Review of Boarding Gate

Boarding Gate (2007)
4/10
Boring Gate is more like it
31 August 2010
Warning: Spoilers
This is one of the great "Who gives a bleep!" movies of all time. Most of the film isn't really that bad, but it never gives you a reason to care what happens to any of characters or wonder how the story will turn out.

Sandra (Asia Argento) used to be a prostitute in love with rich and screwed up investment banker Miles (Michael Madsen). They used to have depraved sex and Miles also used Sandra to have sex with other businessmen to get inside information from them. That so-called relationship ended and now Sandra works for Lester and Sue Wang (Carl Ng and Kelly Lin), helping manage their import/export business. Sandra also works for herself, smuggling drugs inside the Wang's shipments and selling those drugs with the help of her apparent friend Lisa (Joanne Preiss). After one of Sandra's drug deals goes bad, Lester inexplicably shows up to help her out, somebody ends up dead and Sandra flees to Singapore, where someone else ends up dead and people try to kill her until a blonde (Kim Gordon) playing the part of Harvey Keitel in Pulp Fiction shows up to solve all of Sandra's immediate problems.
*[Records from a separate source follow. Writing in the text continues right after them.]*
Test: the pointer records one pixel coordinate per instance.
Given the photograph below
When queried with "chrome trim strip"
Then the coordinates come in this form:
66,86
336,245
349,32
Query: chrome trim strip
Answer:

This is an excruciatingly boring movie. If you're not fidgeting in your seat, wishing for it to be over before it's even halfway done, you'd have to be either stoned out of your mind or dead. But Boarding Gate isn't boring because the acting is flat or the plot is lame or anything like that. Most of the dialog is fairly ridiculous and there's a silly twist in the middle, but a lot of Oliver Assayas' work is fairly decent. The story is okay and the movie looks fine. None of the actors embarrass themselves, or anything like that. However, nothing that happens in this movie to any of the characters matters at all, because you don't care if they succeed or fail, live or die.

Sandra is the star of this story. She's the one we're supposed to identify with, the one we worry about when she's threatened or in danger. The movie, though, only defines her as a drug-dealing, former prostitute. We're given nothing else about Sandra and how she came to be this person. The film doesn't even seem to care if Sandra is good or bad. She's just the star and the audience is expected to care about her. I t's as though Assayas looked at Argento and was so blinded by what he saw, he thinks everyone else will be just as blind. I can see fine, though, and Argento's nothing special.

That applies to the other characters in the film as well. Carl Ng and Kelly Lin try hard to pump some genuine emotion into Lester and Sue, but it's so unconnected to anything in the story that it just makes Lester and Sue seem weird and overexcited. Miles is, essentially, Michael Madsen being Michael Madsen. If you like Michael Madsen being Michael Madsen, you'll enjoy his time on screen. If you want anything more than Michael Madsen being Michael Madsen, you'll be greatly disappointed.

There are three points where the movie tries to make us care about these people. Sandra and Miles have two unbelievably long and pointless scenes where they spout unmemorable and obviously contrived dialog at each other and Sandra and Sue have their own scene that's not quite as long but just as useless. I think the conversations are supposed to give us insight into these people but they really just dwell on a lot of the backstory to this movie and run over some exposition. These scenes tell us nothing about Sandra, Miles or Sue that isn't readily apparent from the moment we encounter them.

Argento goes topless at one point and rubs her crotch at another. Those moments make you think Boarding Gate is going to be one of those exploitive, sex-and-guns, late-night-cable thrillers. That's all the sex in the movie, though, and there's not much more violence. It's like Assayas thought he could take the script for a crude and prurient melodrama and "class it up" enough to make it a serious drama. He couldn't, which leaves this movie in a weird limbo. If you could relate to these characters as real people, you might be interested in what happens to them. But since you can't relate to them, all you can focus on is how the story manages to be both pretentious and uneventful.